Cold Showers can boost health
Try Something New and Daring


Over the years, I'm sure you have heard the argument about hot showers vs cold showers. I'm also pretty sure that the vast majority of us shudder at the very thought of taking a cold shower. If you suffer from a bad back or physical ailment causing muscular pain, I'm sure you, like me, enjoy indulging in a piping hot shower that fills the bathroom full of steam and warms my muscles. Recently however, I was reading an article about how athletes train, and was intrigued to read about the ice baths that they take.


In this blog I'm going to suggest that you try something new and daring, something that sounds a bit radical. However, We at Fairfield would be interested to know if you managed to try the cold shower challenge and whether or not it made any difference to the way you feel. I generally don't have the time to take baths, and am not an active athlete so showering is the better option for me.


Cold Showers - Taking the Plunge


After toying with the idea for about a week I decided to 'man up' and try taking a cold shower. I'd like to say that I didn't just jump right into this challenge. On day one I started my shower at the normal temperature which is about half way up the hot setting. Then I turned the dial down one setting at a time until it was at the bottom of the hot setting. The next day, I started the shower at at the bottom of the hot setting. On day three, I started the shower at the top of the Cold setting and then gradually turned it down until the water was ice cold. Over the following days I repeated the process until I could just climb straight into the freezing cold shower, which I must say, I feel has the best results.


Cold showers work by lowering the muscle tissue's temperature and constrict the blood vessels. We all know targeted cold therapy, such as applying an ice pack, to an injury helps prevent bruising and swelling from the waste and fluid build-up. Cold showers also helps numb nerve endings, providing you with instant, localized pain relief. When you stand in a cold shower or lower yourself yourself in a cold bath, the temperature of the cold water brings down your heart rate and increases your circulation. This drop in temperature minimizes inflammation and helps you recover faster.

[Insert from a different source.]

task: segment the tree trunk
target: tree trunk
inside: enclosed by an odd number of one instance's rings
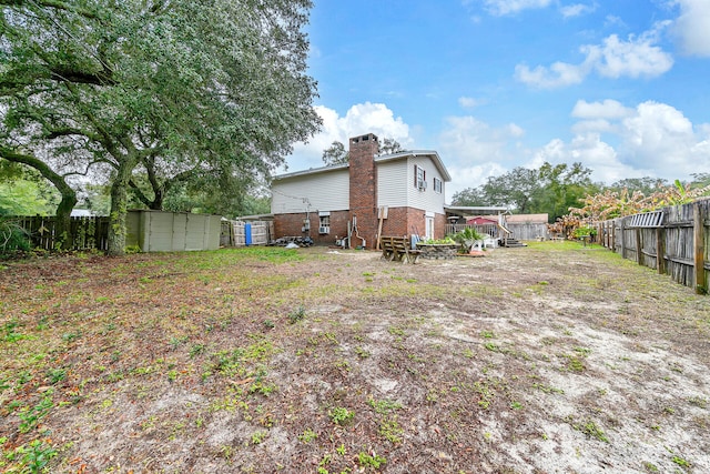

It would appear, given the rising popularity that Cold-water baths appear to be considerably more effective than rest when it comes to relieving delayed-onset muscle soreness, which tends to occurs one to four days after exercise or other physical activity.


How Do Cold Showers Help?


I don't know about you but I'm a night owl, I always have been since I was a child. Sleep simply isn't on my radar until at least midnight. The trouble with being a night owl is that getting up for those early mornings can be tough. I was stumbling out of bed, clambering into a hot shower and standing there basking in the warm water for 20-30 minutes. Despite this, I  still couldn't wake up. That was until I decided to try cold showers. The Cold water wakes me up quickly, it also relieves my aching muscles faster than a hot shower ever did. Now I leave the shower feeling alive and refreshed and I only spend 5-6 minutes in the shower at most. Saving time, money and feeling good, what's not to like?

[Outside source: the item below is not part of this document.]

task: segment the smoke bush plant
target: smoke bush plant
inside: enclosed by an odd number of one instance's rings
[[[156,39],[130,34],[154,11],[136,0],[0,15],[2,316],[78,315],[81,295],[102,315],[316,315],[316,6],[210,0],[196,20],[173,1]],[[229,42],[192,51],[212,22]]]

The Science Behind Taking A Cold Shower


Of course my experience is simply anecdotal, so here are a couple of quotes from Sport's scientists that back up the points I have made.

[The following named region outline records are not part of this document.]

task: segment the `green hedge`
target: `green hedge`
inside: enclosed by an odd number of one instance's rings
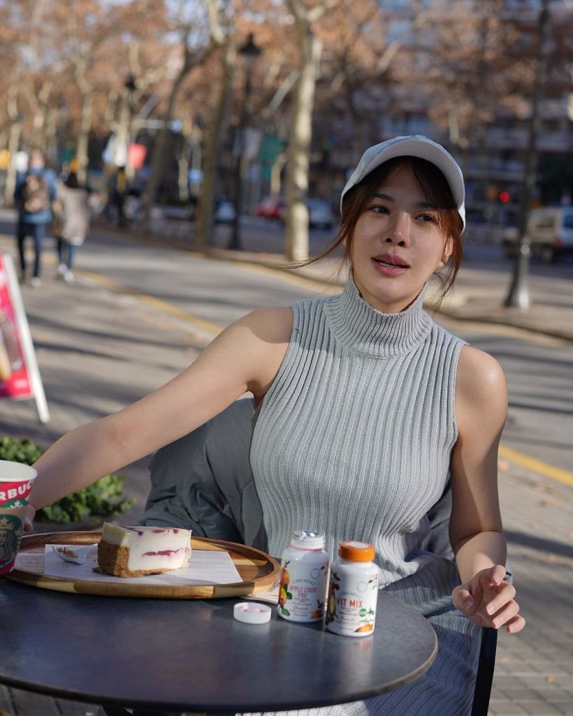
[[[28,440],[0,438],[0,460],[32,465],[42,455],[42,448]],[[106,475],[92,485],[72,493],[36,513],[36,519],[67,524],[88,517],[121,515],[131,507],[122,498],[125,475]]]

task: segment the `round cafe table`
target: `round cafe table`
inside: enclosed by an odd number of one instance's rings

"Exposing your whole body to cold water for short periods of time is used to promote “hardening.” Hardening is the exposure to a natural stimulus, such as cold water, that results in increased tolerance to stress and/or disease. This was demonstrated by a study involving 10 healthy people who swim regularly in ice-cold water during the winter.

Source: http://www.jsams.org/article/S1440-2440(07)00007-2/abstract

"Research also shows it may help reduce pain and speed recovery by decreasing blood lactate concentration."

Source: http://www.jsams.org/article/S1440-2440(07)00007-2/abstract

 

*Important note:
Consult your doctor if you have cardiovascular problems, because the sudden chill can cause a spike in blood pressure.